What a Rational Reallocation Could Have Done
Reinvestment Item | Cost Estimate | Tangible Outcome |
---|---|---|
+25 prosecutors / +20 defenders | $18 M / yr | Caseloads cut ≈ 30 % statewide |
+6 judges + clerks + courtroom tech | $10 M | Extra regional docket capacity |
Pre-trial supervision + treatment slots | $12 M | Reduced FTAs & recidivism |
Case-management IT modernization | $8 M | Clearance rate ↑ 10–15 % |
A sustained $50 million annual investment could have halved Vermont’s backlog by now and restored a normal pace of justice.
The Real Cost of Symbolic Politics
The “green” programs won headlines. The justice system got none—and broke. Victims of repeat offenders became collateral damage while officials congratulated themselves on climate leadership.
Now, faced with the predictable collapse, the same leaders are scrambling for emergency fixes: special courts, “surge” prosecutors, and temporary judges. It’s a Band-Aid on a wound that should never have existed.
The Bottom Line
Vermont didn’t lack money; it lacked priorities. Between ARPA flexibility and record budgets, the state could easily have modernized its courts and restored deterrence.
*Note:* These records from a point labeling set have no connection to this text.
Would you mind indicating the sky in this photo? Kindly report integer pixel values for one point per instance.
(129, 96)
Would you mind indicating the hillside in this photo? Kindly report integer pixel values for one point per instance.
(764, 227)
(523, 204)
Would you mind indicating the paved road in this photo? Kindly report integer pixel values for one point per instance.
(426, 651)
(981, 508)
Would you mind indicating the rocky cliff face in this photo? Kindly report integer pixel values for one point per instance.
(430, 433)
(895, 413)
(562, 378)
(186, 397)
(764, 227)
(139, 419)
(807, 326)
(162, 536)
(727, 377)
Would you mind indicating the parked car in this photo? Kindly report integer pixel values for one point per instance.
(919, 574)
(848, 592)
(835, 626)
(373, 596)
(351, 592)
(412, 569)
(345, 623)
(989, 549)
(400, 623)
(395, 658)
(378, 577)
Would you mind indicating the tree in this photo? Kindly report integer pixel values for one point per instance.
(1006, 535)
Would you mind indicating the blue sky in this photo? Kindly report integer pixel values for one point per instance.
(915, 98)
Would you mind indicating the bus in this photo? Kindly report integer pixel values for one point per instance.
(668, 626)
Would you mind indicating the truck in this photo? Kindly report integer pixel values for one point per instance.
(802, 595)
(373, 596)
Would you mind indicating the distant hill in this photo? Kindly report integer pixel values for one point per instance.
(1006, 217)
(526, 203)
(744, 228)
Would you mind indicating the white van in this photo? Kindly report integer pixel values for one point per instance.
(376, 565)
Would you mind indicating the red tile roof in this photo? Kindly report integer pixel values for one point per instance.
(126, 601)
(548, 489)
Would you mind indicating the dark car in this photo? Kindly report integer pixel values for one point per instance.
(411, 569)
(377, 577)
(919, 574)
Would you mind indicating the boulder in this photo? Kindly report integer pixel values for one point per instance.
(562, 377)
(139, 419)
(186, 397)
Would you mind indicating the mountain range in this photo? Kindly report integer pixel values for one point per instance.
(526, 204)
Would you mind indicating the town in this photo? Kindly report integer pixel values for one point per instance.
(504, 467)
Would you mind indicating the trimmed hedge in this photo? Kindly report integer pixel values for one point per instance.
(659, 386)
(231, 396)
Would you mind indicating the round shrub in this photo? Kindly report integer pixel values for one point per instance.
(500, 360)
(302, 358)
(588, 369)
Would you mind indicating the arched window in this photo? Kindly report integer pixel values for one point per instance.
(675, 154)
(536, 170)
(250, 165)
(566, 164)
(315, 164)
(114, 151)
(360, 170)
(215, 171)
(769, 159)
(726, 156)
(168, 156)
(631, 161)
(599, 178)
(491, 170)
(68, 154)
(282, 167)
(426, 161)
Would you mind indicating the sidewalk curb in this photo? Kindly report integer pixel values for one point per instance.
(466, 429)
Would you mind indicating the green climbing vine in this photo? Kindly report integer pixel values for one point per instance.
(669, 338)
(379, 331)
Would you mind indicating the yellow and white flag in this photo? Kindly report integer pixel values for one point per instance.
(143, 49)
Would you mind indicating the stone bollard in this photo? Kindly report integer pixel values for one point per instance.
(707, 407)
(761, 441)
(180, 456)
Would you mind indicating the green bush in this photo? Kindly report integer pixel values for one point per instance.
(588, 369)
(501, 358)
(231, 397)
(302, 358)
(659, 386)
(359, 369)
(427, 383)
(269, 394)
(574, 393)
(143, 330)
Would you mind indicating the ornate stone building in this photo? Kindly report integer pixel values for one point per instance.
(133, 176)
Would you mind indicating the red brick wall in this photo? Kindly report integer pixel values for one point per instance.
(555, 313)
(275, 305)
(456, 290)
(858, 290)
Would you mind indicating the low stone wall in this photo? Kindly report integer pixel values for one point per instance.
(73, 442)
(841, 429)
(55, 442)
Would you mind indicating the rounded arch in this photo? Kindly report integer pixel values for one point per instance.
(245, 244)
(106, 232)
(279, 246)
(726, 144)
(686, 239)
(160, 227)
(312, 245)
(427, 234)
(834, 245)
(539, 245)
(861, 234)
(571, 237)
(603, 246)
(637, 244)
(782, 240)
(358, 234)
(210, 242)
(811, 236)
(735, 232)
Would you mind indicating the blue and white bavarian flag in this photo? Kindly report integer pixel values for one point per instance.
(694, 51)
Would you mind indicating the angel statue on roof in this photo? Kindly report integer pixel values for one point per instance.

Instead, it spent its windfall chasing climate prestige that can’t be measured and justice outcomes that can’t be defended.
If Vermont had invested first in the quality of life and public safety of Vermonters, the state’s courts would be functional, its communities safer, and its citizens less cynical. Instead, we’re left with two graphs that tell the story: one showing a decade-long backlog that never came back down, and another proving that a few hundred repeat offenders still drive most of it.
That’s not a crisis of resources—it’s a crisis of judgment.